Monitoring Hard Drive failures through Kaseya

Does losing client’s data keep you up at night?

As a managed services provider, one of our biggest fears is the loss of client’s data. It is probably the single most thing that we worry about and discuss constantly. At Network Depot (our local MSP division), we spend considerable resources monitoring backups to ensure that if a disaster strikes, we will be prepared.

One of the things that seems to have eluded us, is the consistent monitoring of server hard drive failures. From time to time we notice an array that has a degraded or failed drive, but we were not getting notified via the standard event set monitors.

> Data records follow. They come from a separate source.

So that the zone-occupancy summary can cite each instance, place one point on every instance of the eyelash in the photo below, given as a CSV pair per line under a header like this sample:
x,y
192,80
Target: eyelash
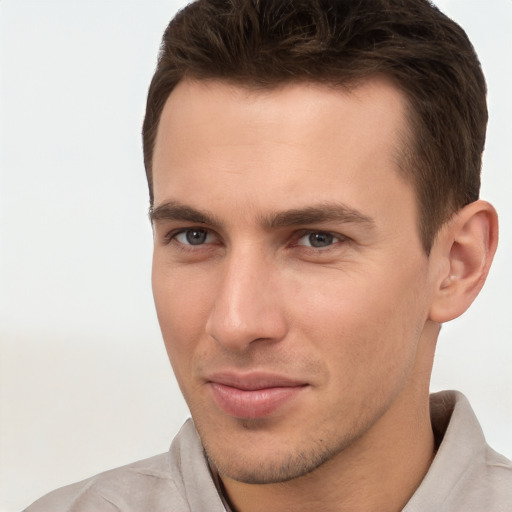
x,y
171,237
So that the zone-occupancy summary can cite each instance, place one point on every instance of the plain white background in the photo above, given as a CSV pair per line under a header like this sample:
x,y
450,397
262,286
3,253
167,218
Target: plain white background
x,y
85,382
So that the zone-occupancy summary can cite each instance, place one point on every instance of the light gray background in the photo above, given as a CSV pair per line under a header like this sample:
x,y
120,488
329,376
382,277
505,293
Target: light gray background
x,y
85,383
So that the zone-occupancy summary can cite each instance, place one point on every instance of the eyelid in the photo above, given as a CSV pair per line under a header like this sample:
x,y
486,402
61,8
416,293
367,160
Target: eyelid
x,y
171,235
337,238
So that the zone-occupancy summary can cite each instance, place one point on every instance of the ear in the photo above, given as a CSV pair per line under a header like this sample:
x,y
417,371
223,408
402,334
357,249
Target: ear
x,y
461,256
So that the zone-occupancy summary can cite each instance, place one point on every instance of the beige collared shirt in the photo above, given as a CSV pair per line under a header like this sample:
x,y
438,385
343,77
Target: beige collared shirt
x,y
465,476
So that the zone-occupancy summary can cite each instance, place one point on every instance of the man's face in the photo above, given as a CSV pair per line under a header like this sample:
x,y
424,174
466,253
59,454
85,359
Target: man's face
x,y
289,277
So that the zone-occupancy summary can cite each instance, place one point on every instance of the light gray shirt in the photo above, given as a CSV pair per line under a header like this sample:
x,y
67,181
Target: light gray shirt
x,y
466,475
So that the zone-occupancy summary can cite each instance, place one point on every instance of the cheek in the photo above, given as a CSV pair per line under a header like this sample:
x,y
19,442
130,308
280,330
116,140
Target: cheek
x,y
182,306
366,322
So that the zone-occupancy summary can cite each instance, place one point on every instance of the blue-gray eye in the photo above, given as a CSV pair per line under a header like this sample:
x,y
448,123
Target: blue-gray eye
x,y
192,236
318,239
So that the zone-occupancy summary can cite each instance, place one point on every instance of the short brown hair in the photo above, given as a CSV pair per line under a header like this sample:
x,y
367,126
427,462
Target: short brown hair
x,y
265,43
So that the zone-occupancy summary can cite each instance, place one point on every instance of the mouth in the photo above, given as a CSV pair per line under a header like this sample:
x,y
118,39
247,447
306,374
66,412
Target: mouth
x,y
255,395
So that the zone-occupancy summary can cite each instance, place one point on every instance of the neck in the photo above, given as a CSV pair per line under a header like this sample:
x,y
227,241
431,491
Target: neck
x,y
377,473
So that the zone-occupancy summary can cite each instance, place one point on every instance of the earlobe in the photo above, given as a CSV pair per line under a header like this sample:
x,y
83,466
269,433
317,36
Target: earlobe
x,y
465,248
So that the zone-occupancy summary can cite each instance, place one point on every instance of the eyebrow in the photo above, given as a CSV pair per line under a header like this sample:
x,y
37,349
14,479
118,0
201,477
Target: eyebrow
x,y
315,214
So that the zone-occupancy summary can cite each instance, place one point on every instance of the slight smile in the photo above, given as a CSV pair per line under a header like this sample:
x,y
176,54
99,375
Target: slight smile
x,y
252,396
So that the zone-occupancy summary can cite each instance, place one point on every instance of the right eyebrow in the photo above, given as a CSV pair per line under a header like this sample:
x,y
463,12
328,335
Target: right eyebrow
x,y
173,210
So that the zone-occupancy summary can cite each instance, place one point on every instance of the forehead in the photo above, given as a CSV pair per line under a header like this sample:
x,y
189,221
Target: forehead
x,y
236,147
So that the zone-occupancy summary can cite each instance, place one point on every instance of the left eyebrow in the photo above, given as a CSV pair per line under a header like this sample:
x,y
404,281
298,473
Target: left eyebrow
x,y
318,214
314,214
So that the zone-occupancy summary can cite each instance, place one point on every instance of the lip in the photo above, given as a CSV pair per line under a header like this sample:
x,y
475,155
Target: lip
x,y
254,395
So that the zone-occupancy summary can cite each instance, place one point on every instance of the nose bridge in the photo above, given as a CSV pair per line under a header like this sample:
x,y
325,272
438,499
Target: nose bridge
x,y
246,307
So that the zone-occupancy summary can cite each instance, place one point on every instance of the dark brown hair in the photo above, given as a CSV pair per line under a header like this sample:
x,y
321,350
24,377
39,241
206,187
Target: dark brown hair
x,y
265,43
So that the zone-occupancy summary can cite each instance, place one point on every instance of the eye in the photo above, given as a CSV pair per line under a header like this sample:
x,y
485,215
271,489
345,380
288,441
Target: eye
x,y
194,236
318,239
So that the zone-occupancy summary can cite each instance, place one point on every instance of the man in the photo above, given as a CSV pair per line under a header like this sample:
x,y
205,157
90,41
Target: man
x,y
313,169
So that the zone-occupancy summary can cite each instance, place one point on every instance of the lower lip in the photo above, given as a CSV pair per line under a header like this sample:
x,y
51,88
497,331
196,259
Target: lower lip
x,y
251,404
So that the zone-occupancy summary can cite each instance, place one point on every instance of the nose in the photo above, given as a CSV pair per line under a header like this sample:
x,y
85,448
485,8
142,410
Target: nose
x,y
247,307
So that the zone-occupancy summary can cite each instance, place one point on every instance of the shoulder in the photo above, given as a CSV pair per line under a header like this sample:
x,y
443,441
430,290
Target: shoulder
x,y
144,485
177,480
466,474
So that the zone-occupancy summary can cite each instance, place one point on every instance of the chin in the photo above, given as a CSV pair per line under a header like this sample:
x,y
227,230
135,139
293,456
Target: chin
x,y
268,466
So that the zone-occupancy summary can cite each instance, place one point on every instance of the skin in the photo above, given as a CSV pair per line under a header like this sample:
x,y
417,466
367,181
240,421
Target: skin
x,y
354,320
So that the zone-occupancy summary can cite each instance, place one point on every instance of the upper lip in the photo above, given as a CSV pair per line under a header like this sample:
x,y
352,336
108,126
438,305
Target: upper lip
x,y
253,381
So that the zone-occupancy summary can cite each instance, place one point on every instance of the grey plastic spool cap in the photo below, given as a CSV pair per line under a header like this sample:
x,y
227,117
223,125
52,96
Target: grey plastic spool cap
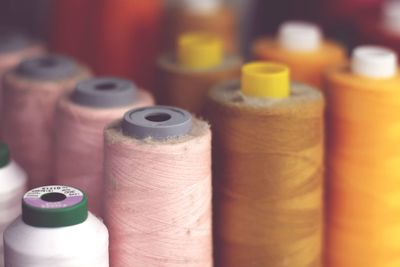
x,y
47,67
104,92
158,122
11,41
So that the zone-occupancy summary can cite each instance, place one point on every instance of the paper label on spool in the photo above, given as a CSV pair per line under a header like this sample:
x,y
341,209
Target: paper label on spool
x,y
53,197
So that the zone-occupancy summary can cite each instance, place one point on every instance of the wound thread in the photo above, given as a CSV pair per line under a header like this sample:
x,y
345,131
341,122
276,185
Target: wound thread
x,y
268,177
80,120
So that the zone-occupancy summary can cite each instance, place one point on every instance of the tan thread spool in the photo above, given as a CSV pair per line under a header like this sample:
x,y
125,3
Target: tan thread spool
x,y
221,22
188,74
31,92
268,176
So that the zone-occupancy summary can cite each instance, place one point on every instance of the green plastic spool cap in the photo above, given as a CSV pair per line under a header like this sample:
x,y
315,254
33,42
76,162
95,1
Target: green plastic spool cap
x,y
54,206
4,155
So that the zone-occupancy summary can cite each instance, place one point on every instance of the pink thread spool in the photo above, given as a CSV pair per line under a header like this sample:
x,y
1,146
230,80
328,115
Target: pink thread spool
x,y
80,121
31,92
15,47
158,189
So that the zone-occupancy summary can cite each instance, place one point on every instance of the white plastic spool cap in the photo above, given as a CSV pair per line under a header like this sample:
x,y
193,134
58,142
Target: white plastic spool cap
x,y
202,6
374,62
299,36
391,15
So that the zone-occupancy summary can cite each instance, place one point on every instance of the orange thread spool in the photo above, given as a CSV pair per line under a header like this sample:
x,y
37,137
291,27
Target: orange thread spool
x,y
364,161
200,64
306,54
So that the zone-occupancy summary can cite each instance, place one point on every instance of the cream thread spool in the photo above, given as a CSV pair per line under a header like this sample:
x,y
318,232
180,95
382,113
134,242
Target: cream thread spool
x,y
13,184
31,92
56,230
268,169
199,63
80,121
158,172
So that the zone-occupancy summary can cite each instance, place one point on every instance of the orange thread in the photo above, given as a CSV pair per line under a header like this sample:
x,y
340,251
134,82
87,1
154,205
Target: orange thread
x,y
305,67
363,170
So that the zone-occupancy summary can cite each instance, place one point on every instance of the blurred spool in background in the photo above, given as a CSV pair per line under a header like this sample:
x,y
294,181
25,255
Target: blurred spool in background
x,y
56,230
363,119
31,92
301,46
158,188
212,16
80,120
382,27
199,63
13,184
268,170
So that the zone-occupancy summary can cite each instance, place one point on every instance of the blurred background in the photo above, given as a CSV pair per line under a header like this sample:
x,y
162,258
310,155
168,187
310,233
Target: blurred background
x,y
125,37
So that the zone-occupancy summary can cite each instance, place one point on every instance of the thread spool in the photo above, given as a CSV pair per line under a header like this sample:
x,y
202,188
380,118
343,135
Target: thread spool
x,y
300,45
382,28
363,136
56,230
268,165
81,118
13,183
15,47
158,186
198,64
31,92
210,16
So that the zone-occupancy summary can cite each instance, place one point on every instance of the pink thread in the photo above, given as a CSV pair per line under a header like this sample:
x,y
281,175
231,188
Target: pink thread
x,y
79,145
28,122
158,199
11,59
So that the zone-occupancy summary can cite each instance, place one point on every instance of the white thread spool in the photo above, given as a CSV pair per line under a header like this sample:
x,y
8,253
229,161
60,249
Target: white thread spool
x,y
56,230
391,16
13,183
299,36
374,62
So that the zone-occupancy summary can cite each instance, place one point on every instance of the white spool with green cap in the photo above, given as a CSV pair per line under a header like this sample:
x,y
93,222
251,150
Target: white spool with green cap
x,y
56,230
13,181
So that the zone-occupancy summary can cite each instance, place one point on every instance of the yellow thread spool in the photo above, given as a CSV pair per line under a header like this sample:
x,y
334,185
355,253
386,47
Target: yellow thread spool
x,y
199,50
266,79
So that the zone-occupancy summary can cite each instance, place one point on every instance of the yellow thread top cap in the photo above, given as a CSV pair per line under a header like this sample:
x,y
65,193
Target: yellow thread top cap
x,y
199,50
265,79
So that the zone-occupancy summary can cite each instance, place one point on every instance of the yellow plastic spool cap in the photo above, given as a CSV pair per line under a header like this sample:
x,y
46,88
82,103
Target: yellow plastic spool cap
x,y
199,50
265,79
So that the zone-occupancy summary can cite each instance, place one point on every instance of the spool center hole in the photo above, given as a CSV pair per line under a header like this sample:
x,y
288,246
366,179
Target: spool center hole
x,y
106,86
158,117
48,63
53,197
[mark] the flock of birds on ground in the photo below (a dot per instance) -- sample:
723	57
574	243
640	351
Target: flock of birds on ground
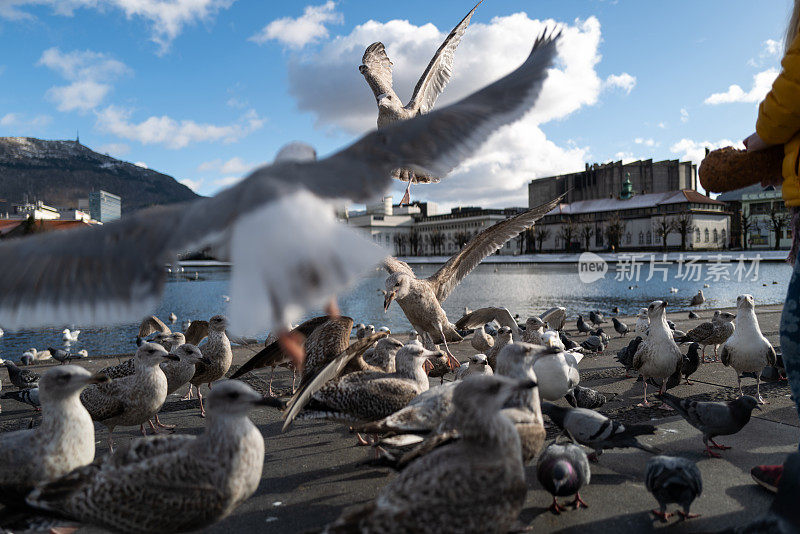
465	441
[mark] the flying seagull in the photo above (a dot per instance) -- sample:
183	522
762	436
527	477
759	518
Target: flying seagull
421	298
376	67
284	261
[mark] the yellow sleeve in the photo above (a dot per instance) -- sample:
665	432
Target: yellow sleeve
779	113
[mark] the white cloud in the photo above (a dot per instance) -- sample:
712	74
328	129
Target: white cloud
499	171
772	47
762	83
303	30
173	133
114	149
194	185
695	151
167	18
234	165
22	123
90	73
623	81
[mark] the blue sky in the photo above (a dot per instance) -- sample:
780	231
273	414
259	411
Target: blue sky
204	90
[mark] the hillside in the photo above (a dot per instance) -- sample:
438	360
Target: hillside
60	172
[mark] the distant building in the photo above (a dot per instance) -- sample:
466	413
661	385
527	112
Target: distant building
606	180
767	219
104	206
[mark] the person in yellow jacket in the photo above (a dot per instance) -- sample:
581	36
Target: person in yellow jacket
779	124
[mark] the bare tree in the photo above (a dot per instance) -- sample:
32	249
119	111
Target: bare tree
586	232
684	225
778	220
567	233
663	228
542	234
614	230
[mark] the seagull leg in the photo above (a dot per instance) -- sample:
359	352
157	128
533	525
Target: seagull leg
686	515
452	363
202	409
162	425
644	403
578	502
718	446
555	508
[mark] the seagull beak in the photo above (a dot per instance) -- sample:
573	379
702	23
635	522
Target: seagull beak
387	299
98	378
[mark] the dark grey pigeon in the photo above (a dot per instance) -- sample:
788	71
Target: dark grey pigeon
625	355
27	396
714	418
593	344
673	480
563	470
620	327
22	378
583	328
596	318
60	355
597	431
581	397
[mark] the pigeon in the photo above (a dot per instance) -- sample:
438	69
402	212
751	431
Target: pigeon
673	480
597	431
28	396
747	350
477	364
621	328
583	328
21	378
625	355
596	318
593	344
60	355
642	321
657	355
698	299
563	470
581	397
481	341
714	418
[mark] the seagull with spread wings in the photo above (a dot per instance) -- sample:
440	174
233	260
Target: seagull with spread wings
277	225
376	67
421	299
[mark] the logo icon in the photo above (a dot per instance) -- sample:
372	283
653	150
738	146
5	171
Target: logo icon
591	267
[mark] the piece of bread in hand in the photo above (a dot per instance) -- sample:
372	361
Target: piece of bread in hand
728	168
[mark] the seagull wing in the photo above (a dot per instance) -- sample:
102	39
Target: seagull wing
115	272
393	265
152	324
377	69
481	316
482	245
440	69
331	371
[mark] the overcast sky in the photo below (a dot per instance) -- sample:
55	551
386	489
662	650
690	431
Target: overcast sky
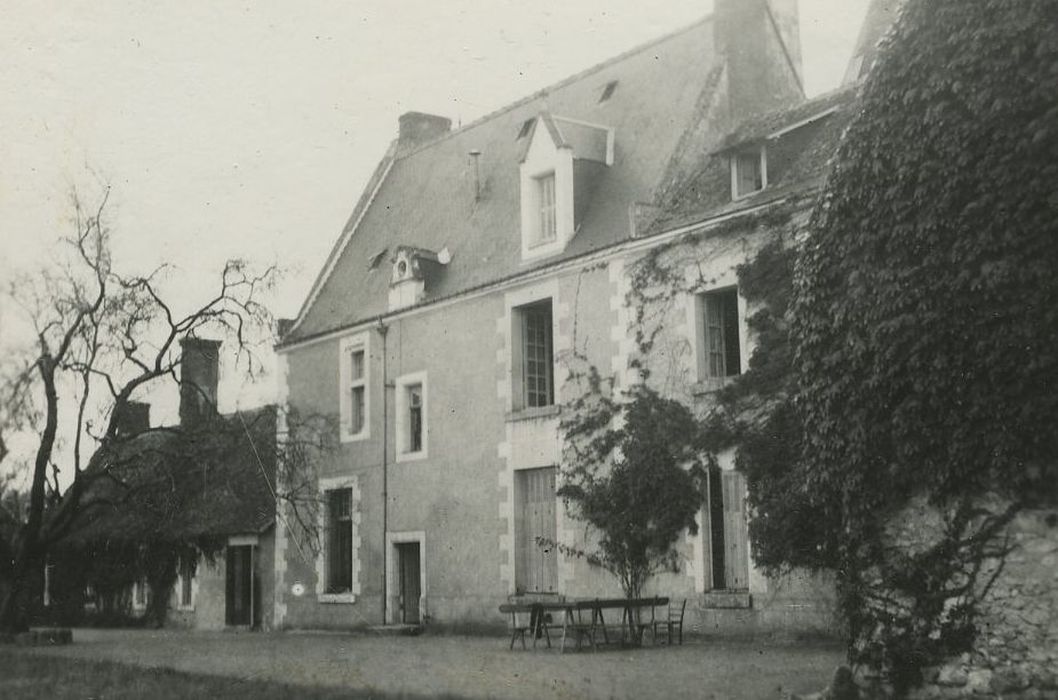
249	129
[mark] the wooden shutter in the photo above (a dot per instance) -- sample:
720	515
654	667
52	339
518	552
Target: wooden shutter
736	549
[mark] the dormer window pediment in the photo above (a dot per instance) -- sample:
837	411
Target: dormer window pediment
560	163
749	171
413	270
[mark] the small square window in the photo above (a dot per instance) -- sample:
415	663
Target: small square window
607	91
548	228
748	172
526	128
722	350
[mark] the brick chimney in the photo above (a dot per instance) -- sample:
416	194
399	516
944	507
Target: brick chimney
760	42
418	128
133	418
879	16
199	373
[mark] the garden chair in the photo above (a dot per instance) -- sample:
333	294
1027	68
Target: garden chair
673	622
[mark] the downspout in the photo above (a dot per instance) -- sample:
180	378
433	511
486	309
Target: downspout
383	329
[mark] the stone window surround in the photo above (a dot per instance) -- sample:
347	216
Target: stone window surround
402	383
346	347
335	483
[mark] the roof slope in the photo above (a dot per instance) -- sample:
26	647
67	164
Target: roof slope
800	142
213	481
427	198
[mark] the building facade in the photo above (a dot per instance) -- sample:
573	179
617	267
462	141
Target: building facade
484	269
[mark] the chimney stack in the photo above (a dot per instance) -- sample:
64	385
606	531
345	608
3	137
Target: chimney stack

A few months ago we figured out what was happening. It turns out that Dell and HP seem to think that a degraded drive is NOT an ERROR event type, it only merits a WARNING, and we weren’t paying attention to warnings.

We created a new event set called “VA – Hard Drive Warnings” and started monitoring the System log for any events with the word “degraded”. This started bearing fruit, and we included it in all-new templates across all our systems, but it didn’t seem to find everything.

Often as MSPs, we get so lost in the weeds that we don’t have time to step back and see the big picture. Yesterday, our CTO Benjamin spent his Sunday researching this issue and discovered and documented the different types of events that are generated by HP and Dell.

HP – If you have HP servers, you need to make sure that HP Insight Manager WBEM is installed. It is the WBEM that writes these events to the Windows Event Logs. You can find a complete description of the events here: https://support.hpe.com/hpesc/public/docDisplay?docId=emr_na-c04436799

Log: System
Source: HP SAS, HP SCSI, HP SmartArray

We included the following in the Event Set referenced below

Source: HP SAS

Source	Event ID
HP SAS	102
HP SAS	103
HP SAS	202
HP SAS	204
HP SAS	311
HP SAS	312

Source HP SATA

Source	Event ID
HP SATA	604
HP SATA	605

Source HP SCSI

Source	Event ID
HP SCSI	3
HP SCSI	5
HP SCSI	8
HP SCSI	10

Source: HP SmartArray

Source	Event ID
HP SmartArray	102
HP SmartArray	103
HP SmartArray	104
HP SmartArray	202
HP SmartArray	204
HP SmartArray	206
HP SmartArray	207

Dell: If you have Dell servers, you need to make sure that the Dell OpenManage Server Administrator is installed and configured. Dell OpenManage creates the event log entries.

Log: System
Source: Server Administrator

Event ID	Type	Description
2065	Informational	Rebuild Started
2158	Informational	Physical disk online
2121	Informational	Device Returned to normal
2052	Informational	Physical disk inserted
2057	Warning	Virtual disk degraded
2049	Warning	Physical disk removed
2123	Warning	Redundancy lost: Virtual disk
2050	Warning	Physical Disk is offline
2048	Error	Physical disk failed
2299	Error	Bad PHY slot

We updated our event set and I encourage all of you to review your server policy settings or templates and add this event set. You would select the System Log and be sure to check Error and Warning.

BTW, I can’t stress enough that you MUST make sure that your vendor’s management software is installed and configured correctly! Without that, it is unlikely you will get these errors!

I hope this helps! If anyone has any suggestions for improvement or has settings for IBM or Lenovo, please let me know, and I will update the post!